The Influence of Aboriginal Art

In the past, Aboriginal art was only seen by people within the aboriginal culture itself. This was largely due to the fact that the aboriginals were completely isolated as an island-nation. But when European settlers came to the country, all this changed. The people who immigrated to Australia were able to see aboriginal artwork. The paintings they saw, and the ancient stories they heard, had a significant influence on the newcomers.

Australian Culture

The culture of Australia will often reflect the social changes the country is experiencing at the time. In recent years, for example, there has been a push for aboriginal people to be better recognized as Australian citizens. Because of this, there has been a plethora of new plays, films, and music influenced by aboriginal art.

Tourism

The economy of Australia largely relies on tourism, with tourists flocking to Australia for a host of reasons.
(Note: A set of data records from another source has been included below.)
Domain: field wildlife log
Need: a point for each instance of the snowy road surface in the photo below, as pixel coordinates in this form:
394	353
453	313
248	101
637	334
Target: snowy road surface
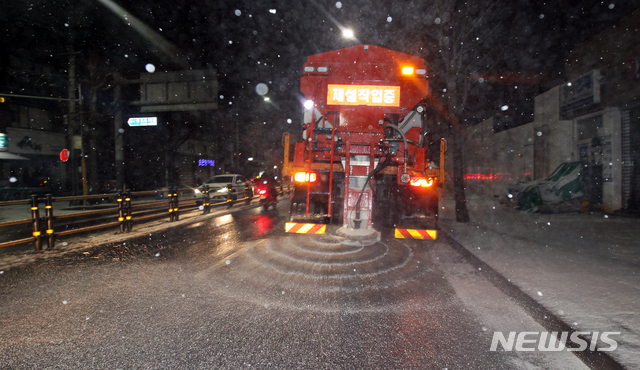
235	291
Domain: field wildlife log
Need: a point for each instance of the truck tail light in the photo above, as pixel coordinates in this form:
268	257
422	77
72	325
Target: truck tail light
305	177
425	183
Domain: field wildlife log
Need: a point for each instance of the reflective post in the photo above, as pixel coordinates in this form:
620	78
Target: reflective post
128	211
206	202
35	217
229	196
247	194
173	205
51	236
121	213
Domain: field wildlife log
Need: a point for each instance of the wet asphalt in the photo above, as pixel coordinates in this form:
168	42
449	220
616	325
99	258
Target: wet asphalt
237	292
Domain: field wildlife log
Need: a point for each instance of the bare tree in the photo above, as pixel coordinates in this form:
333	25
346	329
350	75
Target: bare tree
459	40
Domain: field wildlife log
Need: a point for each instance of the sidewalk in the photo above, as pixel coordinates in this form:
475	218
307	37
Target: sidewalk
585	268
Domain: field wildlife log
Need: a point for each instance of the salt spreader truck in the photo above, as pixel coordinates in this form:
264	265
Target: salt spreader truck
364	156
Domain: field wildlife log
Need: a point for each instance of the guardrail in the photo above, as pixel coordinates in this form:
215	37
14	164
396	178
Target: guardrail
111	210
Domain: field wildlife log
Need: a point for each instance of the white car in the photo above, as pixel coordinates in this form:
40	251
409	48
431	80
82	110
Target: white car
219	188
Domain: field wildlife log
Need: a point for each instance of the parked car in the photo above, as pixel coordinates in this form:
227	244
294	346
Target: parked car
219	188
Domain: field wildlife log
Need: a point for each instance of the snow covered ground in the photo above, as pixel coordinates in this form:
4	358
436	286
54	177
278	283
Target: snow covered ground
583	267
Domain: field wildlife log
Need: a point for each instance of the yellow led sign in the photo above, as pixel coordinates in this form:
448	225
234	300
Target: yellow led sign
371	95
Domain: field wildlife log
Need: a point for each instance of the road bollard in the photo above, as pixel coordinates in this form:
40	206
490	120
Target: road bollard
35	217
206	200
174	214
128	212
51	236
229	196
247	194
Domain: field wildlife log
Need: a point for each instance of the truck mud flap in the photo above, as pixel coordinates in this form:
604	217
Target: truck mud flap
425	234
304	228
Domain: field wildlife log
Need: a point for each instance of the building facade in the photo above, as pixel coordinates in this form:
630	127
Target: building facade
594	117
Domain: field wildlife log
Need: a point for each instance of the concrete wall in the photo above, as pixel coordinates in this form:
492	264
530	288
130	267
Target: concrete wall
492	160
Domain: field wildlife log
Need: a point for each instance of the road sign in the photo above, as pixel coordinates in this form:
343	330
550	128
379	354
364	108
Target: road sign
143	121
64	155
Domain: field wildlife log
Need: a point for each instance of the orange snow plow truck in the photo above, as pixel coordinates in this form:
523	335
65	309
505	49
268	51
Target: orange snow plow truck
364	158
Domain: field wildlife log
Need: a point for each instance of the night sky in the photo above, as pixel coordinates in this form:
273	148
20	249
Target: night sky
252	42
These include the chance to see ancient aboriginal paintings, many of which still exist today. Tourists can also see modern art made by aboriginal people in the country’s many art galleries.

National Identity

The national identity of Australia is a mix of two different cultures: the aboriginal peoples, and those who have immigrated to the island-nation and their descendants. The original European settlers brought with them their own ways of making art. But once they arrived in Australia, this was mixed with aboriginal culture, thus creating something new, which can be viewed as the ‘national culture’ of modern Australia.

Outside Australia

Aboriginal culture has also influenced artists overseas. A good example of this is the music album ‘The Dreaming’ by British singer Kate Bush. The album is based on ancient aboriginal tales, and even uses aboriginal instruments, such as the didgeridoo. For people all over the world, aboriginal art is now seen as an intrinsic part of the cultural fabric of modern Australia.